When Dr. Anthony Fauci got Covid in June, he took Paxlovid, an antiviral drug for people with mild to moderate symptoms whose ages or immune statuses put them at high risk for severe disease. The treatment consists of three pills taken twice daily for five days.

Fauci finished the treatment and tested negative for Covid. But about three days later, a test came back positive again. His symptoms — runny nose, sore throat and fever — resurfaced, too.

A small minority of people who take Paxlovid see a similar rebound effect.

“When you look at the studies, it generally does not occur very often,” Fauci, who directs the National Institute of Allergy and Infectious Diseases and is President Joe Biden’s chief medical adviser, said Tuesday on MSNBC’s “Morning Joe.” But he noted that there have been “anecdotal cases” that suggest rebounds are more common now than they were in clinical trials.

Around 1% to 2% of people taking Paxlovid in Pfizer’s clinical trial tested positive for the coronavirus after having tested negative. Rebound rates are around 5% among the tens of thousands of people who’ve taken the drug in real-life settings, the White House Covid response coordinator, Dr. Ashish Jha, said at a news conference last week.

“If you look at Twitter, it feels like everybody has rebound,” Jha said. “But it turns out there’s actually clinical data.”

A small study in June found that less than 1% of Covid patients had their symptoms rebound around nine days, on average, after they took Paxlovid. In a larger study of 13,600 Covid patients, which hasn’t been peer-reviewed, 6% had their symptoms rebound in the month following the treatment.

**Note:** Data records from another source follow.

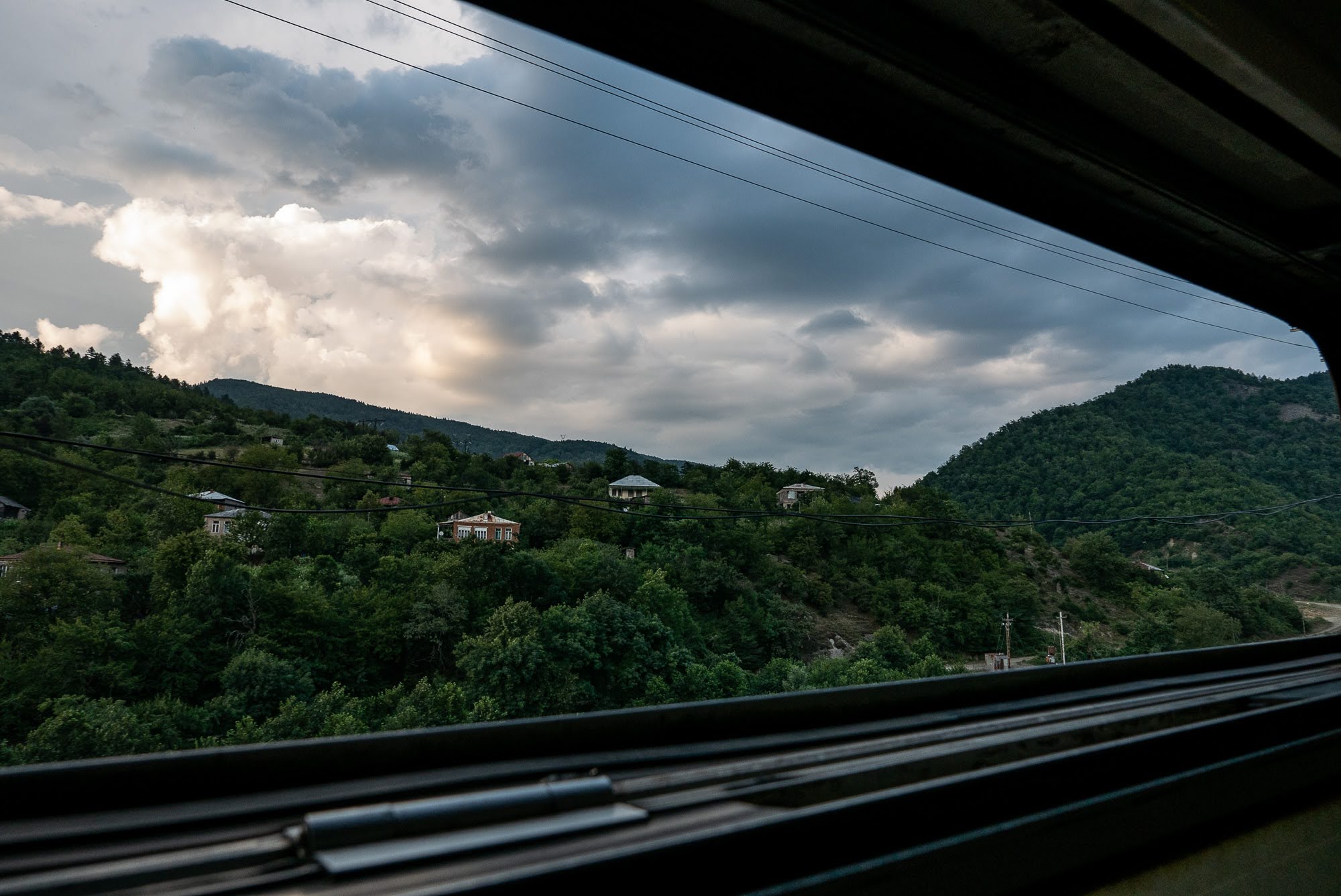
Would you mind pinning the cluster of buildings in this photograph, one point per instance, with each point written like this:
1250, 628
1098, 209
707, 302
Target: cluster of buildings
642, 487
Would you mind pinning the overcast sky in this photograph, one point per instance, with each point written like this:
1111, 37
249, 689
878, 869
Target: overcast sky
221, 195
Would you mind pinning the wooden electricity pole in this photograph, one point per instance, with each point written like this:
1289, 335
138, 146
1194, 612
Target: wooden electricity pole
1061, 623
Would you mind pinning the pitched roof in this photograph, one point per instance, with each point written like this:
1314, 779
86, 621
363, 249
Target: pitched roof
219, 498
636, 482
89, 556
234, 513
487, 517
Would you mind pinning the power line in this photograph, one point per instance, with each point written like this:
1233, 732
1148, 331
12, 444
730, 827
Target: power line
757, 184
777, 152
605, 503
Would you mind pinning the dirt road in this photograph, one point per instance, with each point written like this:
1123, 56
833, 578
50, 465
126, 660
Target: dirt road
1331, 613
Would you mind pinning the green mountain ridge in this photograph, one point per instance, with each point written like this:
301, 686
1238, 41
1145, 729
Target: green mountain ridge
1175, 440
332, 617
469, 436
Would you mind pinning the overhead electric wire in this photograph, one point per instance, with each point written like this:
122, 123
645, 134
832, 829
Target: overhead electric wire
753, 183
777, 152
626, 507
671, 112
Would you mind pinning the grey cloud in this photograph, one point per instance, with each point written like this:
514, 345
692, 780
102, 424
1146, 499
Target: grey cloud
150, 155
546, 246
81, 96
331, 123
836, 321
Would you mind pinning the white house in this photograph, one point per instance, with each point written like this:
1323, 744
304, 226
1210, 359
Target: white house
632, 487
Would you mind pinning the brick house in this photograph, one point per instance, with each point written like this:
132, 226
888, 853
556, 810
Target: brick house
100, 561
487, 526
797, 491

Dr. Aditya Shah, an infectious disease specialist at the Mayo Clinic who led the small study, said it’s difficult for people to self-diagnose rebound cases. Ideally, people would have proof that they tested positive, then negative, then positive again, he said.

The real number of rebound cases “could be as high as 5 to 10%, but I don’t think it is as common as the general community is making it out to be,” Shah said.

The Centers for Disease Control and Prevention said in May that symptoms usually rebound two to eight days after Paxlovid is stopped, if they come back at all.

People who continue to test positive may still be contagious, so the CDC recommends that people restart isolation for at least five days if their illness returns.